Another potential downside to not adding backset is the difficulty in maintaining consistency from batch to batch. Modern distilleries are well-equipped to handle most issues that might come with the sweet mash process. But the distiller must still pay close attention to each step of the process to ensure consumers get the product they expect. For the home distiller, however, these concerns might be too difficult to overcome.

Why Make Sweet Mash Bourbon?

From a production standpoint, sweet mash bourbon seems like a questionable idea at best. The distillers must take greater care with the yeast, since they are using new yeast and not reusing the yeast, or backset, from a previous batch. They have to ensure bacteria does not grow and spread in the batch. And they must implement and maintain immaculate cleaning and sanitation standards to keep the equipment and environment pristine.

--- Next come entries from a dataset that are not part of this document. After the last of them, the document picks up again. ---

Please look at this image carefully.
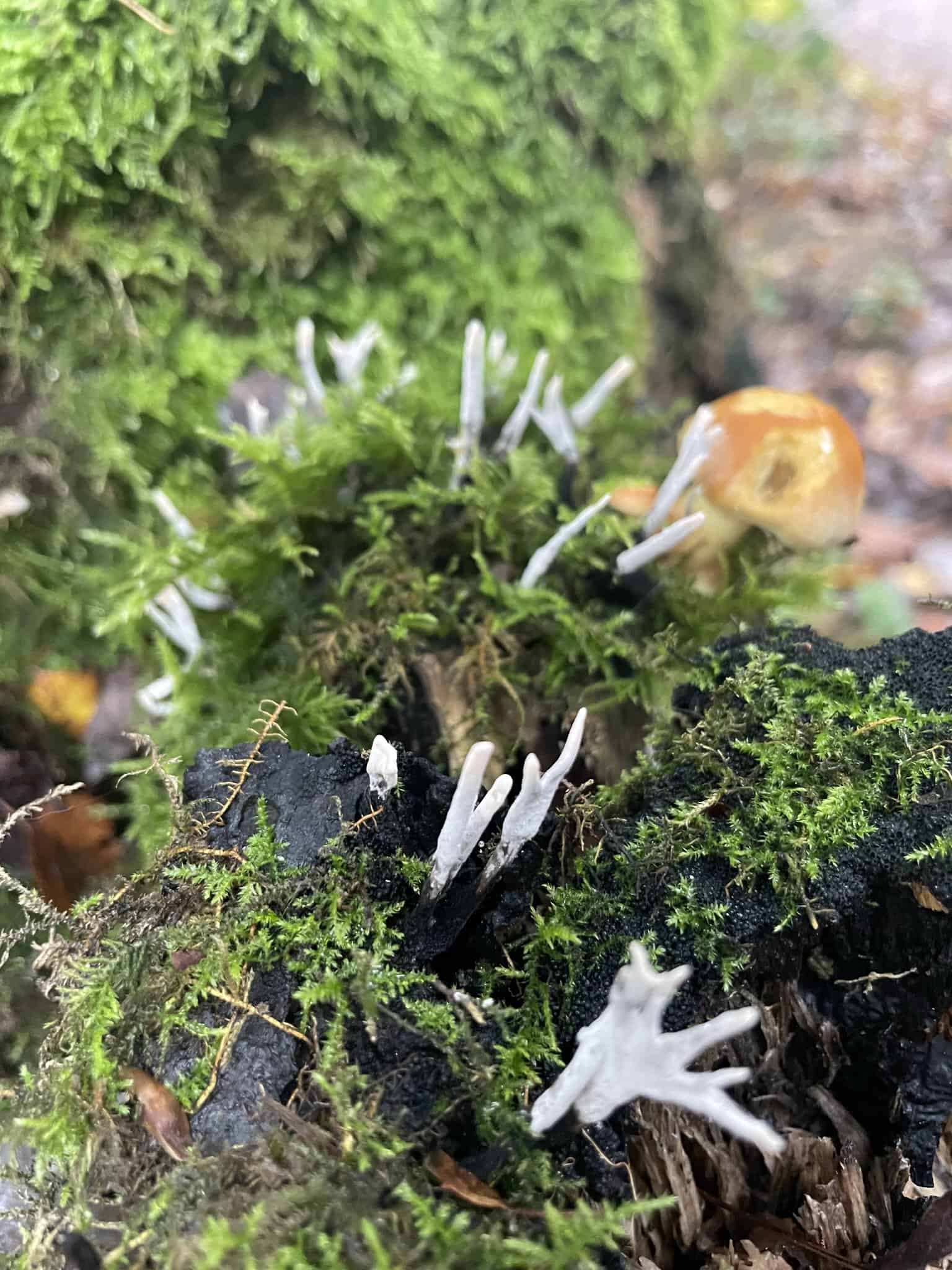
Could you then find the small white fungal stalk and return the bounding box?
[569,357,635,428]
[529,943,785,1158]
[645,405,723,533]
[367,733,397,800]
[449,321,486,489]
[478,706,588,892]
[493,348,549,458]
[519,494,612,590]
[0,486,30,521]
[423,740,513,903]
[327,321,383,393]
[614,512,705,577]
[486,330,519,399]
[423,709,588,904]
[136,584,203,717]
[532,375,579,464]
[294,318,327,419]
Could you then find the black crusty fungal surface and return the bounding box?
[175,629,952,1190]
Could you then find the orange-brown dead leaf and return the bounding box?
[27,670,99,740]
[610,480,658,517]
[121,1067,192,1161]
[29,790,125,913]
[909,881,948,913]
[424,1150,545,1217]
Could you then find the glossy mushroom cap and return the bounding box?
[695,388,863,551]
[612,388,863,593]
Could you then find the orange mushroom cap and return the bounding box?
[682,388,863,551]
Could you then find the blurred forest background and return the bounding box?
[703,0,952,642]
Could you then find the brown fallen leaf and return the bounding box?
[169,949,205,970]
[424,1150,545,1217]
[120,1067,192,1161]
[610,481,658,517]
[29,790,125,913]
[27,670,99,740]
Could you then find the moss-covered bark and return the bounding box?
[11,630,952,1266]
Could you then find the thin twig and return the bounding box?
[208,988,311,1049]
[120,0,175,35]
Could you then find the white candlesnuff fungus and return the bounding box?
[569,357,635,428]
[294,318,327,418]
[367,734,397,799]
[151,487,236,613]
[136,674,175,719]
[0,487,29,521]
[645,405,721,533]
[519,494,612,589]
[614,512,705,575]
[151,489,195,540]
[449,320,486,489]
[136,584,202,716]
[478,708,588,892]
[532,375,579,464]
[246,397,271,437]
[531,944,785,1157]
[493,348,549,458]
[327,321,383,390]
[423,740,513,903]
[146,585,202,669]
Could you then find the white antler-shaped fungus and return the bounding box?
[327,321,383,391]
[531,944,783,1156]
[532,375,579,464]
[493,348,549,458]
[367,733,397,799]
[136,584,203,716]
[519,494,612,589]
[478,708,588,892]
[449,320,486,489]
[423,740,513,903]
[614,512,705,575]
[569,357,635,428]
[645,405,722,533]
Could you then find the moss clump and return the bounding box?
[18,631,952,1266]
[11,747,675,1270]
[0,0,731,696]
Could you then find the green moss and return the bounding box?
[7,772,680,1270]
[0,0,746,753]
[604,645,952,983]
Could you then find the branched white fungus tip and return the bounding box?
[367,733,397,799]
[146,584,202,669]
[519,494,612,589]
[614,512,705,574]
[493,348,549,458]
[531,375,579,464]
[294,318,326,418]
[424,740,513,903]
[569,357,635,428]
[327,321,383,390]
[645,405,722,533]
[531,943,785,1157]
[478,708,588,892]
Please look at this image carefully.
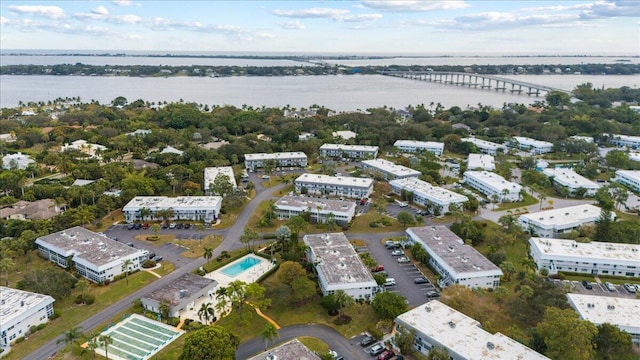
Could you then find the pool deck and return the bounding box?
[180,254,275,322]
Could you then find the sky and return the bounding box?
[0,0,640,55]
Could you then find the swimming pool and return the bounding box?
[220,257,262,277]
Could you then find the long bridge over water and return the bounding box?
[379,70,569,96]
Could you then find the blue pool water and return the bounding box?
[221,257,262,277]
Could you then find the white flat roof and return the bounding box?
[396,300,548,360]
[513,136,553,148]
[303,233,376,285]
[462,137,505,150]
[0,286,55,331]
[244,151,307,161]
[520,204,602,228]
[389,178,469,203]
[295,174,373,188]
[567,294,640,334]
[529,237,640,267]
[467,154,496,170]
[393,140,444,149]
[122,196,222,211]
[542,168,600,189]
[275,195,356,214]
[406,225,502,277]
[362,159,422,177]
[464,170,522,192]
[320,144,378,152]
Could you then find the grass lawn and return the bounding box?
[487,193,539,211]
[174,235,224,259]
[349,211,405,233]
[7,252,157,359]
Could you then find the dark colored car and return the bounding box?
[360,335,376,347]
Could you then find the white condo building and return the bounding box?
[0,286,55,348]
[320,144,378,159]
[567,294,640,343]
[389,178,469,214]
[542,168,600,196]
[303,233,378,300]
[529,237,640,277]
[294,174,373,199]
[203,166,238,195]
[462,137,507,156]
[244,152,307,171]
[393,140,444,156]
[361,159,422,180]
[395,300,549,360]
[611,170,640,192]
[274,195,356,225]
[603,134,640,149]
[511,136,553,154]
[518,204,616,237]
[406,225,502,289]
[467,154,496,171]
[122,196,222,223]
[463,170,522,202]
[36,226,149,284]
[2,152,35,170]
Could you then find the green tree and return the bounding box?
[178,325,240,360]
[122,259,133,286]
[593,323,634,360]
[56,326,84,352]
[371,292,408,320]
[535,307,598,360]
[198,302,216,325]
[276,261,307,286]
[260,323,280,351]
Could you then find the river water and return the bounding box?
[0,55,640,111]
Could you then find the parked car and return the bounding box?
[604,281,616,291]
[378,350,396,360]
[369,344,385,356]
[360,335,376,347]
[623,283,636,294]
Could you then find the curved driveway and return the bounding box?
[236,324,371,360]
[24,184,286,360]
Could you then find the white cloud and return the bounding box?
[278,20,305,30]
[8,5,65,19]
[362,0,470,12]
[111,0,132,6]
[91,5,109,15]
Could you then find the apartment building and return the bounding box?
[360,159,422,180]
[303,233,378,300]
[529,237,640,277]
[406,225,503,289]
[393,140,444,156]
[294,174,373,199]
[518,204,616,238]
[463,170,522,202]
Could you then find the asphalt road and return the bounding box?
[24,185,285,360]
[236,324,371,360]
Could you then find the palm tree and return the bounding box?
[260,323,280,351]
[202,246,213,261]
[122,259,133,286]
[198,303,216,325]
[98,335,113,360]
[56,326,83,351]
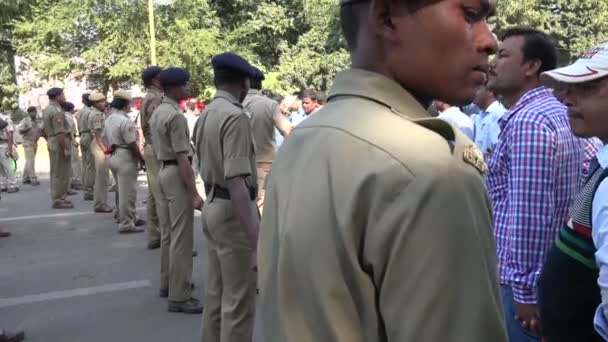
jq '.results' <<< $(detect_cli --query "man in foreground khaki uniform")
[42,88,74,209]
[149,68,203,314]
[19,106,40,186]
[87,94,114,213]
[78,92,96,201]
[140,66,167,249]
[258,0,507,342]
[243,68,293,210]
[193,53,259,342]
[103,90,144,234]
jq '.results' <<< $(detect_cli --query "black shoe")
[148,241,160,250]
[168,298,203,314]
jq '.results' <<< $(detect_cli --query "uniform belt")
[160,157,192,167]
[205,183,258,201]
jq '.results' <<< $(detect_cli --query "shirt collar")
[596,145,608,169]
[328,68,431,119]
[213,89,243,108]
[501,86,553,123]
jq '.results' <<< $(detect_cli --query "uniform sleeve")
[272,103,292,135]
[91,112,103,130]
[364,167,506,342]
[51,110,70,134]
[120,120,137,145]
[220,114,253,179]
[168,114,191,153]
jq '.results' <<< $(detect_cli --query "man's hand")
[192,193,205,211]
[515,302,541,336]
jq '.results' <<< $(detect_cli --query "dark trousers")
[538,245,603,342]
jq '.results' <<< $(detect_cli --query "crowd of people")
[0,0,608,342]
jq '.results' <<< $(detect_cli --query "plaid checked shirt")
[487,87,597,304]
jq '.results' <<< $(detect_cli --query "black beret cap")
[141,65,163,84]
[252,67,266,81]
[159,67,190,87]
[46,88,63,97]
[211,52,256,78]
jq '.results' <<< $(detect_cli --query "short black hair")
[110,98,131,109]
[301,89,319,102]
[61,102,76,112]
[500,27,557,75]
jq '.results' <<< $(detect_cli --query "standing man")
[78,91,97,201]
[63,102,82,195]
[301,89,321,116]
[149,68,203,314]
[87,94,114,213]
[0,113,19,193]
[42,88,74,209]
[193,52,258,342]
[258,0,506,342]
[243,68,293,210]
[140,65,168,249]
[471,85,507,159]
[487,28,585,342]
[19,106,40,186]
[103,90,144,234]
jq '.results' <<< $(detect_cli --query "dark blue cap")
[141,65,163,84]
[159,67,190,88]
[211,52,256,78]
[46,88,63,98]
[252,67,266,82]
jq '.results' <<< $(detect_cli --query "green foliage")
[0,0,608,106]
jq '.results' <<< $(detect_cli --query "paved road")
[0,172,211,342]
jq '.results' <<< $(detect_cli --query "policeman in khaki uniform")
[140,66,166,249]
[258,0,507,342]
[19,106,40,186]
[78,92,95,201]
[243,68,292,210]
[149,68,203,314]
[193,53,259,342]
[42,88,74,209]
[103,90,144,234]
[86,93,114,213]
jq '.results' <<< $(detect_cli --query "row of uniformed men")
[134,53,291,341]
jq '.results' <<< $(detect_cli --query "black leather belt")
[205,184,258,201]
[161,157,192,166]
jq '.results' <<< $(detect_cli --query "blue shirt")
[437,107,474,140]
[471,101,507,156]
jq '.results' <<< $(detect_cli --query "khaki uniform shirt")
[78,106,92,135]
[42,101,70,139]
[149,97,192,161]
[103,109,138,148]
[19,116,40,144]
[139,88,163,144]
[243,89,291,162]
[193,90,257,188]
[258,69,507,342]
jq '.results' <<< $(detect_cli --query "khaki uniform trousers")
[80,133,95,194]
[202,196,257,342]
[108,148,139,230]
[144,144,164,242]
[158,165,194,302]
[89,139,110,209]
[0,141,17,189]
[48,137,71,204]
[256,163,272,213]
[21,142,38,181]
[71,145,82,184]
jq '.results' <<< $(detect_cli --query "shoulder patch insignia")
[462,145,488,175]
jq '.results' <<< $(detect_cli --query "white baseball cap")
[541,42,608,84]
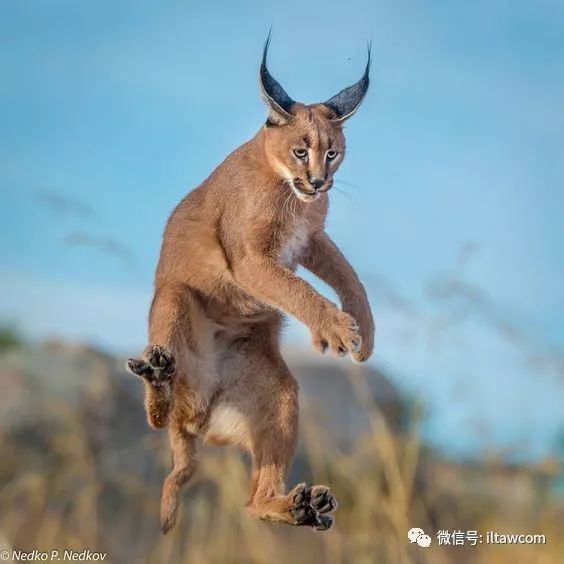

To some, however, these downsides are outweighed by many advantages, starting with control. Beginning each batch fresh allows distillers to have total control over ingredients and in what measure. It also allows them to use lower temperatures for fermentation, thereby reducing fusel oils and smoothing out the taste. Finally, it allows the product to enter the barrel at a lower proof.

From the consumer's standpoint, there are many advantages to sweet mash bourbon. The low barrel-entry proof amplifies the flavor. Less acid provides a sweeter taste, not necessarily from the sugars, but by letting the natural flavors of the grains shine. The end product may also have more fruity and floral tones. All of this results in a smoother mouthfeel and over greater enjoyment for the bourbon connoisseur looking for something different.

As a reminder, all bourbon, whether sour mash or sweet mash, must contain at least 51% corn, though the average is 65% to 75%. It must be aged for at least two years in a brand-new, single-use, charred white oak barrel. It must enter that barrel at more than 62.5% alcohol by volume (ABV), and be bottled at 40% or more ABV (80 proof). Distillers must also account for losses due to evaporation — the Angels' Share — and absorption into the barrel — the Devil's Share.

The devil is certainly in the details when it comes to making sweet mash bourbon. As more and more distillers become willing to implement the procedures and protocols required to produce it, sweet mash bourbon should continue to grow in popularity both in the United States and worldwide.